On Tuesdays and Thursdays, the market shifts to a vacant lot at the corner of South Broadway and Maxwell Street.

For safety and to give the farmers room to pull in their trucks and set up tents, farmers want both lanes of Short Street closed between Mill and Upper on Saturday during market hours. "Vine Street had problems. I was always afraid somebody would be hit by a car or trip on the sidewalks and hurt themselves," said Charlie Henricks, a Farmers Market board member.

Dabbelt said Cheapside Park offered advantages to customers and farmers, including the use of restrooms in the history museum and having hot water available in those bathrooms for hand-washing. There's also an outside water spigot. "We haven't talked to the museum people yet, but we hope for a cooperative arrangement," he said.

On Vine Street, the market had only portable toilets. There was no running water on site.

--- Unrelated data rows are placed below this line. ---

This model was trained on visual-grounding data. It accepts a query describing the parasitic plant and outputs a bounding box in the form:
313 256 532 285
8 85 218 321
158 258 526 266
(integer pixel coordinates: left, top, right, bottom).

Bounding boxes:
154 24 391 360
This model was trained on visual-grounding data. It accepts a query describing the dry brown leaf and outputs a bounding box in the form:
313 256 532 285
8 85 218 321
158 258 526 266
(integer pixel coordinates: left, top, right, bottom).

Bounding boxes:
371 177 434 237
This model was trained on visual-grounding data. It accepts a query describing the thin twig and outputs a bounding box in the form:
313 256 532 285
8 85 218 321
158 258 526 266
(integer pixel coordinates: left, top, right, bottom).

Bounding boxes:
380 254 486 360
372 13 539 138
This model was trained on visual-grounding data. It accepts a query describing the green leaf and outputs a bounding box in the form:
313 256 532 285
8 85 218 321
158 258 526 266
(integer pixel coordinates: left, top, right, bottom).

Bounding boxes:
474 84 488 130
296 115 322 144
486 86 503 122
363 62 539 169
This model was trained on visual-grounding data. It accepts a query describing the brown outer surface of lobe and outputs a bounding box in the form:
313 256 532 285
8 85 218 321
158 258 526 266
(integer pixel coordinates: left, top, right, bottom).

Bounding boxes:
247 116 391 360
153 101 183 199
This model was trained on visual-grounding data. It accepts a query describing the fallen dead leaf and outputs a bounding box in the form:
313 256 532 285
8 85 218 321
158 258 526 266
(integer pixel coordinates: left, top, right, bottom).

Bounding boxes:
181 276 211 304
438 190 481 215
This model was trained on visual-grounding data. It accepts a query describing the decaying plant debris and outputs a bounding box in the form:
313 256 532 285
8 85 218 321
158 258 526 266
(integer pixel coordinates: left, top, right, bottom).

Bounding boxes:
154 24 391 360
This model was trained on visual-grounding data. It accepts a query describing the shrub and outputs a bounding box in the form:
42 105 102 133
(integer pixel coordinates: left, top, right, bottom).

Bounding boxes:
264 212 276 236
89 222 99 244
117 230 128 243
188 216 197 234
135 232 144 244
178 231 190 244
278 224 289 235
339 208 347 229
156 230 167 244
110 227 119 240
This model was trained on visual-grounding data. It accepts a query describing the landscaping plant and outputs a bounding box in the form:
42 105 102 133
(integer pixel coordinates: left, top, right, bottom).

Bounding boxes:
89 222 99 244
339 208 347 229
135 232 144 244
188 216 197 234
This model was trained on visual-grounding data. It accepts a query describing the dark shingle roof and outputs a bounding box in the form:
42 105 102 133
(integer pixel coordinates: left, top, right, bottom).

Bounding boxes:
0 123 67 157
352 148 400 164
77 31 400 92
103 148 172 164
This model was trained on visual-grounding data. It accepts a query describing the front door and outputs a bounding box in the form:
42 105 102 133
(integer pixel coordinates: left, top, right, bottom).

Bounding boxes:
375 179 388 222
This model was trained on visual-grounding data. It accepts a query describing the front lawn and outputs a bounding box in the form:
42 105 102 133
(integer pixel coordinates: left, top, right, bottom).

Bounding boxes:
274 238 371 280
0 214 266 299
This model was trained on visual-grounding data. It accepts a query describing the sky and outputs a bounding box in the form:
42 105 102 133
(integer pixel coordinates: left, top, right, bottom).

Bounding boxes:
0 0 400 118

Other advantages are the number of surface parking lots nearby and the amount of street parking, plus the garage in the nearby Financial Center, which has allowed free parking for market patrons.

Harold Tate, executive director of the Downtown Development Authority, said the market will be treated as a special event, so streets can be closed by the mayor's office each Saturday between April and the first week of December.